Heyecan.
İkisi de doruklarına kadar hissediyordu bu duyguyu. Beomgyu seneler sonra hayal ettiği şeyin gerçekleşmesinin heyecanını yaşarken, Taehyun kendini sevgilisine beğendirebilecek mi diye düşünürken heyecanlanıyordu.
Beomgyu’nun kalbinde Taehyun hep vardı. Sessizce büyüyen bir sır gibi. Yıllarca saklamıştı. Bir bakıştan, bir dokunuştan bile kaçınmıştı bazen. Lise sıralarından beri. Her an, her kelime, her kaçamak buluşma...Şimdi, yirmi yedi yaşında, o küçük çocuğun heyecanı hâlâ kalbinde. Taehyun da öyle. Yıllar geçse de, o tatlı sızıyı tekrar hissetti.
İkisi de neredeyse otuz yaşında. Ama ruhları hâlâ lise çağındaydı. Kalpleri, yıllarca erteledikleri aşkla dolu. Beomgyu’nun içindeki o sessiz sevgi, sonunda Taehyun’a ulaşmayı başarmıştı. Taehyun da artık o duygulara karşı koymayı bıraktı. Aslında hep seviyordu. Ama itiraf edemiyordu.

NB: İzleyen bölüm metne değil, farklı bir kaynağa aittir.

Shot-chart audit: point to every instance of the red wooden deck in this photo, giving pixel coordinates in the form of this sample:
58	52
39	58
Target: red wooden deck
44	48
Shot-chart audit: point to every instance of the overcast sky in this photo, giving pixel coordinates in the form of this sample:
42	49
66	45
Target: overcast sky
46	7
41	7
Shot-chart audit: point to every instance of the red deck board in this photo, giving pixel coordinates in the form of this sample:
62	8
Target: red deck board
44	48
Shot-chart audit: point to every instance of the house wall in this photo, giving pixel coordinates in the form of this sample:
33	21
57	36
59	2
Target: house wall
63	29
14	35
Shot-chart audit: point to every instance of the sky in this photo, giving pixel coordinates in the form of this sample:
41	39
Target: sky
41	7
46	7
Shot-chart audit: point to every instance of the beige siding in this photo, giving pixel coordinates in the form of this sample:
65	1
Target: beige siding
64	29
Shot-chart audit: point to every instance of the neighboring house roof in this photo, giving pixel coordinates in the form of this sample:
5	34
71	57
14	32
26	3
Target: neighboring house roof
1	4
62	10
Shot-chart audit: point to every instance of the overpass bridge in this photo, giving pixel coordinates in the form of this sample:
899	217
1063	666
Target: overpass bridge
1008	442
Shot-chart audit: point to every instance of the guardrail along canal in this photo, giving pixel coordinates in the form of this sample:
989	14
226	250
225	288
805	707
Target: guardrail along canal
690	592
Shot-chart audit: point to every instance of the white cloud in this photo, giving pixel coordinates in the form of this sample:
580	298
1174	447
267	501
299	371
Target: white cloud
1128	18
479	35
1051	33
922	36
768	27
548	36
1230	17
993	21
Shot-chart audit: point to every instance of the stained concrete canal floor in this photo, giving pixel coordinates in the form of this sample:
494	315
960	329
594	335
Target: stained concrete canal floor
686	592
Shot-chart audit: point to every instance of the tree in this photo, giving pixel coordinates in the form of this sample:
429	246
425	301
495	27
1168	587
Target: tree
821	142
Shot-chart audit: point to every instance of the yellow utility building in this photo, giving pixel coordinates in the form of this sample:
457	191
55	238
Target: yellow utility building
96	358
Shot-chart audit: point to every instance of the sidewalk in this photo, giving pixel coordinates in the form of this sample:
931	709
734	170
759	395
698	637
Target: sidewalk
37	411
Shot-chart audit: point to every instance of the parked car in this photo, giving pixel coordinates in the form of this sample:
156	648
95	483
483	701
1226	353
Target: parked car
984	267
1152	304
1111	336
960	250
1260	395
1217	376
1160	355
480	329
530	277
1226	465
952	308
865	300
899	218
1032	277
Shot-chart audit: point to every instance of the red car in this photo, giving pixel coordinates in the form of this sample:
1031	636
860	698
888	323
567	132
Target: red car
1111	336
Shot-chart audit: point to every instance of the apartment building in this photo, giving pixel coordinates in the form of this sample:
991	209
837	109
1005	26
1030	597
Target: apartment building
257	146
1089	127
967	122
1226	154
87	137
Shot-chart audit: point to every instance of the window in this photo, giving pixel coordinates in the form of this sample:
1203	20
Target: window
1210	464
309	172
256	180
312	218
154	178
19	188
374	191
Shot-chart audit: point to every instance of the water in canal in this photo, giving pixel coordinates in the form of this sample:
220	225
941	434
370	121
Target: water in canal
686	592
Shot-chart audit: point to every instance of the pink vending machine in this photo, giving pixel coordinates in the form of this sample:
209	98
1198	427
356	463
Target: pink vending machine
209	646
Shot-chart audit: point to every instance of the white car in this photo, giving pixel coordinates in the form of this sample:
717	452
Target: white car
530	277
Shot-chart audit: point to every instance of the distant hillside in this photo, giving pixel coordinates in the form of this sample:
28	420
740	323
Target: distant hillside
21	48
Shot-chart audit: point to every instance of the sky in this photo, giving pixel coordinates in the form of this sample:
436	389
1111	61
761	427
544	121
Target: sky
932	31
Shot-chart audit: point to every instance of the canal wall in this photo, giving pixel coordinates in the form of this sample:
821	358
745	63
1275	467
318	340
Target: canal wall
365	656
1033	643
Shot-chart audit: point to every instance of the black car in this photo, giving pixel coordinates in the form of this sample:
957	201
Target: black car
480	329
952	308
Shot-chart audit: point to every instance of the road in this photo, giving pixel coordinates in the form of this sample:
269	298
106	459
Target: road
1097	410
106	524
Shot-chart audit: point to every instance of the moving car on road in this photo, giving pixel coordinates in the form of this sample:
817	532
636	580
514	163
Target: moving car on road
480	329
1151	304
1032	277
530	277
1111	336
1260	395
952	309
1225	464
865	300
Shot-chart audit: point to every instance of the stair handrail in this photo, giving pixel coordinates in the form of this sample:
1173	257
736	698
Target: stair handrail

Lisedeki o kaçamak buluşmalar, ayaküstü yapılan sohbetler, birlikte ama ayrı çalışılan dersler... Hepsi artık bir anı. Beomgyu içinse her biri çok kıymetli.
O zamanlar Taehyun’un kırmızı saçları, Beomgyu için bir simgeydi. Gençliğin, özgürlüğün ve tutkuların simgesi. Şimdi ise, yıllar sonra, Taehyun'un tekrar kırmızıya boyaması düşüncesi onu eskilere götürmüştü. Gerçekten de yapmış mıydı?
Beomgyu bekliyor. Taehyun’u görmeyi bekliyor. Kalbi deli gibi atıyor. Aynı lisedeki o ilk günlerdeki gibi. Taehyun ise arabasını park etmiş sevgilisinin evine doğru adımlıyordu.
Kırmızı saçlarını düşünüyor aynı zamanda Taehyun. “Beğenecek mi?” diye sessizce konuşuyor kendisiyle. Saçlarına dokunuyor. Eski anılar canlanıyor. O heyecan, o masumiyet, o ilk aşk. Şimdi yeniden karşısında olacak.
Taehyunun senelerce kendisinden bile sakladığı o his, o duygu tüm uzuvlarını esir alıyordu yavaştan. Sırf kariyeri için kalbini herkese kapatmış olsa bile Beomgyu o kalbe girebilmişti. Ama ne yazık ki ikisi de bunu farkedememişti.
Kırmızı saçlar sadece bir renk değildi Beomgyu için. Seneler boyu Taehyunla ilgili hatırladığı tek şeydi. Ondan yıllarca haber alamamıştı ne de olsa. İçinde büyüttüğü sevgisi hep kırmızı saçlı oğlan için atıyordu.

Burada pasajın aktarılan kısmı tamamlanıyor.